Praising Children in a Healthy and Balanced Way
Praise, in the right amount, can benefit our children. It’s up to us to make sure we avoid praising our children excessively and that, instead, we praise them in a healthy and balanced way.
Praising children for good behavior is important and beneficial for their overall development. Children need to know when they do something well, in the same way that they need to know when they do something wrong.
This allows them to learn to develop in their environment. However, is it right to praise children constantly?
Many parents make the mistake of praising everything their children do. This type of excessive praise, far from benefiting children, can actually end up being harmful.
How? Very simple: it stops them from appreciating what is real and from developing a healthy, critical attitude.
In other words, the validation that they receive on the surface, although it sounds nice, doesn’t motivate children to do better but instead it encourages them to stagnate.
Excessive praise can cause children to think they’re already perfect and that they’ll always have their parents to praise and support them. Clearly, this will affect the development of their personality.
Is praising our children negative?
You shouldn’t ignore the good things that your children do, nor should you be too strict with your praise. It’s not a matter of limiting praise, but rather it’s about giving it at the correct time.
In fact, telling children when they’ve done a good job, smiling at them when they’ve done something well and applauding their efforts will help them to grow healthily.
You have to act in moderation and try not to praise everything your child does without a specific reason. We have to be very careful what actions we praise and when. If we praise everything they do, we aren’t helping them.
A child that becomes accustomed to constantly receiving praise from the people around them, won’t have a clear perception of reality.
The study carried out by the University of Stanford
A study carried out by the University of Stanford, by a group of experts led by Doctor Carol Dweck, drew up some important results on the topic. The study was based on a social experiment that consisted of giving puzzles to 11-year-olds to solve.
After solving them, each child received the grade and alongside that, a 6-word piece of praise. Later the children were split into groups; Group A, who received praise for their intelligence, and Group B, who were praised for their efforts to complete the puzzle.

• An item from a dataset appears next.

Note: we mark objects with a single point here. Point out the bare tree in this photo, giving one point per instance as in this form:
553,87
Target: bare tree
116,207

Later on, the children were asked how difficult they would like the next task to be. They were given the choice of easy or difficult. And the results from each group were very interesting.
Results and conclusions
In Group A, 2 out of 3 children chose the easy option. However, in Group B, 9 out of 10 children chose the difficult option. The first group of children didn’t want to risk losing the merit of being intelligent, while the second group wanted to see how far their efforts could take them.
In the third part of the experiment, both groups were given very difficult puzzles, so difficult that none of the children completed it.
However, the children in Group B kept on trying to solve the puzzle for much longer, enjoying the activity without losing confidence in their abilities. The complete opposite was true for the children in Group A.
In the final part of the experiment, other puzzles were given to both groups, the same level as those in the first part of the study. The children from Group A were 20% less successful than they had been previously, while the children from Group B improved by 30%.
This experiment was carried out 3 times with different groups of children, and each time it produced very similar results. Therefore, Doctor Carol Dweck concluded that excessive praise can damage a child’s motivation, and in turn, their performance.
There are other studies based on the impact of excessive praise on children. And although some experts believe that it’s beneficial to praise children often, others argue that praise needs to be given in moderation to avoid encouraging unhealthy attitudes in future adults.